Rien: simplement la joie de préparer une bonne surprise à ma soeur pour son anniversaire. Je suis donc allé au marché tranquillement, où j'ai acheté une brassée de fleurs (littéralement: j'en avais plein les bras!) : des lys blancs et une branche d'orchidée pour moi, auxquels la fleuriste, que je connais bien, a rajouté un brin de mimosa, des tournesols pour ma mère, et un gros bouquet de roses bicolores pour ma soeur. Magnifique.
Ensuite direction Vieux Cimetière de la Guillotière: sur la tombe de Pierre, il y avait une nouvelle plante, un cyclamen. Quelqu'un avait pensé à lui. Mais qui? Qui que ce soit, j'étais heureux qu'on l'ait fait.
Je venais d'ouvrir ma porte quand mon portable a sonné: J., tout guilleret, qui m'a raconté sa soirée d'hier, et qui me téléphonait depuis un gymnase où son fils participait à une rencontre amicale de badminton (à laquelle d'ailleurs, ce même fils m'avait très gentiment convié, délicatesse qui m'avait touché.).
Tout pour le mieux donc. Je vais chercher ma mère et ma soeur en voiture, goûtant par avance la tête que cette dernière ferait en voyant la table dressée pour cinq couverts et toutes les fleurs qui l'attendaient. Et là, patatras: ma soeur me rappelle que le 14 octobre, c'était l'anniversaire de Pierre!
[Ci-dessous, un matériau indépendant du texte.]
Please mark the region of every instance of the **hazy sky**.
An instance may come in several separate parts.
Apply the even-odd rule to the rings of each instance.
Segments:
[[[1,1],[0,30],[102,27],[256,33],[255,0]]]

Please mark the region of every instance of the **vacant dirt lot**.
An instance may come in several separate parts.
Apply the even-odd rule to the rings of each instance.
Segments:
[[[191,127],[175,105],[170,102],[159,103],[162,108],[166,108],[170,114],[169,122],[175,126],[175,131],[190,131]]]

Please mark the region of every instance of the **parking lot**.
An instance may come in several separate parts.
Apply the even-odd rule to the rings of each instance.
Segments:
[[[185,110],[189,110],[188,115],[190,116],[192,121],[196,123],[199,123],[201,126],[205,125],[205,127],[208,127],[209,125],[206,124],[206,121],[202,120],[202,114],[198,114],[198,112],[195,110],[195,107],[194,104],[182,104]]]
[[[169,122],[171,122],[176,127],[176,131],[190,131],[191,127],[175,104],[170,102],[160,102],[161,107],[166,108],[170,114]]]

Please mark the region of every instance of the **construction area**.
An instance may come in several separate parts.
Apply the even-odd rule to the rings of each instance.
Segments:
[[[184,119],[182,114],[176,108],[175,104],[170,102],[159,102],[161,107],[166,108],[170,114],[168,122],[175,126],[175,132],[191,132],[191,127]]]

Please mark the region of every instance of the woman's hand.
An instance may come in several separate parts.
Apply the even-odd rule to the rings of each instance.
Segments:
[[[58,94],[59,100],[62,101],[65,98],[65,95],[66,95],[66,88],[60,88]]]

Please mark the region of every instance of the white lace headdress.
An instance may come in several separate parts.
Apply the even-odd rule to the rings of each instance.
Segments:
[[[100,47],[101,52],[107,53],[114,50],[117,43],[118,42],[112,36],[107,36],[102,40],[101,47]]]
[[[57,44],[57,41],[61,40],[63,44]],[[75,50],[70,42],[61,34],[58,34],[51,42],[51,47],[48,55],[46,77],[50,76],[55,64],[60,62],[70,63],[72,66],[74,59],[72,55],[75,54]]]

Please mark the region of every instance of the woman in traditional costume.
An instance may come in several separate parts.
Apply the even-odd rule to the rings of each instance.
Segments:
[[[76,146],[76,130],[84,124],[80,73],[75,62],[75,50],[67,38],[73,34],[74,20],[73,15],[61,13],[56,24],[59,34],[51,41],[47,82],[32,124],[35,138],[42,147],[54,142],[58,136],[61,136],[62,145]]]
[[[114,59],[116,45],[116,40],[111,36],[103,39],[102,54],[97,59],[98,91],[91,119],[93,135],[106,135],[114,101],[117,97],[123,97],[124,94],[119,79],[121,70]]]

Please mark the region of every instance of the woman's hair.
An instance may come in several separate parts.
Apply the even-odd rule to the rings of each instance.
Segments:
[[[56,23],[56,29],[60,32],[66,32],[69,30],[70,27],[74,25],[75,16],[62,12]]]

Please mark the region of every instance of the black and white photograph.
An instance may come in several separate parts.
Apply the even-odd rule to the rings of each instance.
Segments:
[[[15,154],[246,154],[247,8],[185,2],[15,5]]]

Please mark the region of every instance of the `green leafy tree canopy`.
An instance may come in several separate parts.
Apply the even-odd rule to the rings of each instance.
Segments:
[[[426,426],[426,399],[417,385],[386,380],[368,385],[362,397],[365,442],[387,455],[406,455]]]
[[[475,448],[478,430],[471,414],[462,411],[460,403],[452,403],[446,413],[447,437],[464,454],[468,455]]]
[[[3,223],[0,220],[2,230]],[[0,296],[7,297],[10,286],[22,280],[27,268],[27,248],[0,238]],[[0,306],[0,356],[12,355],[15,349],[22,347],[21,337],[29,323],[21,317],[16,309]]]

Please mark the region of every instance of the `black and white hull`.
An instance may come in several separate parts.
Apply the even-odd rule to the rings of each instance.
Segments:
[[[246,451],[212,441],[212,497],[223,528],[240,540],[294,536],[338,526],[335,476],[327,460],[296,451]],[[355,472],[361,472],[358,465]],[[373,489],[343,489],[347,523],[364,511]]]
Comment ai-je pu ne pas y penser? Comment ai-je pu? Ainsi, le cyclamen sur sa tombe, c'était ça! J'ai cru qu'une chape de plomb me tombait dessus, en même temps que mon coeur descendait dans les profondeurs d'une cage d'ascenseur. J'étais arrêté à un feu. Je n'ai pas voulu montrer ma peine immense à ma soeur, je n'allais pas gâché son anniversaire. Quand j'ai redémarré, j'ai failli reprendre la direction du cimetière, mais pour faire quoi? C'était trop tard, j'avais oublié, un point, c'est tout. Je me sentais abominablement coupable: n'avoir eu en tête que du bonheur depuis le matin, alors que Pierre était là-bas, que j'avais récité le Notre Père devant sa tombe, que je lui avais parlé intérieurement et que pas un seul instant, je n'avais pensé à son anniversaire.
L'arrivée devant mon immeuble a fait diversion. J'ai aperçu mon frère et ma belle-soeur cachés derrière les jardinières de fleurs de la rue. Ils avaient une tête! Hilares, comme deux grands gamins. Et ma peine s'est envolée: j'ai pensé que nous étions vivants, heureux de la journée qui s'annonçait, contents de nous retrouver après toutes ces périodes de peines et de deuils. C'était un peu Noël en automne. La famille avait rétréci mais les liens s'étaient resserrés. Pierre aurait été le premier à applaudir à ce renouveau. Je suis sûr que là où il est, il a vu les doux moments que nous avons passé autour de la table (il aurait apprécié le lapin au cidre et à la polenta), puis dans mes vieux fauteuils de salon, la sieste de ma mère sur le canapé, ma belle-soeur, ma soeur et moi à la vaisselle, mon frère devant la télé pour l'arrivée d'une course cycliste. Une vraie famille, quoi. Il aura fallu tous ces décès pour que j'y crois.
Je ne peux pas imaginer que Pierre ne soit pas heureux de me voir heureux. Oui, comme je l'ai écrit hier (pressentiment, tentative de la mémoire pour se frayer un passage jusqu'à la conscience?), Pierre était bien aujourd'hui dans mon coeur et avec nous, là, dans l'invisible.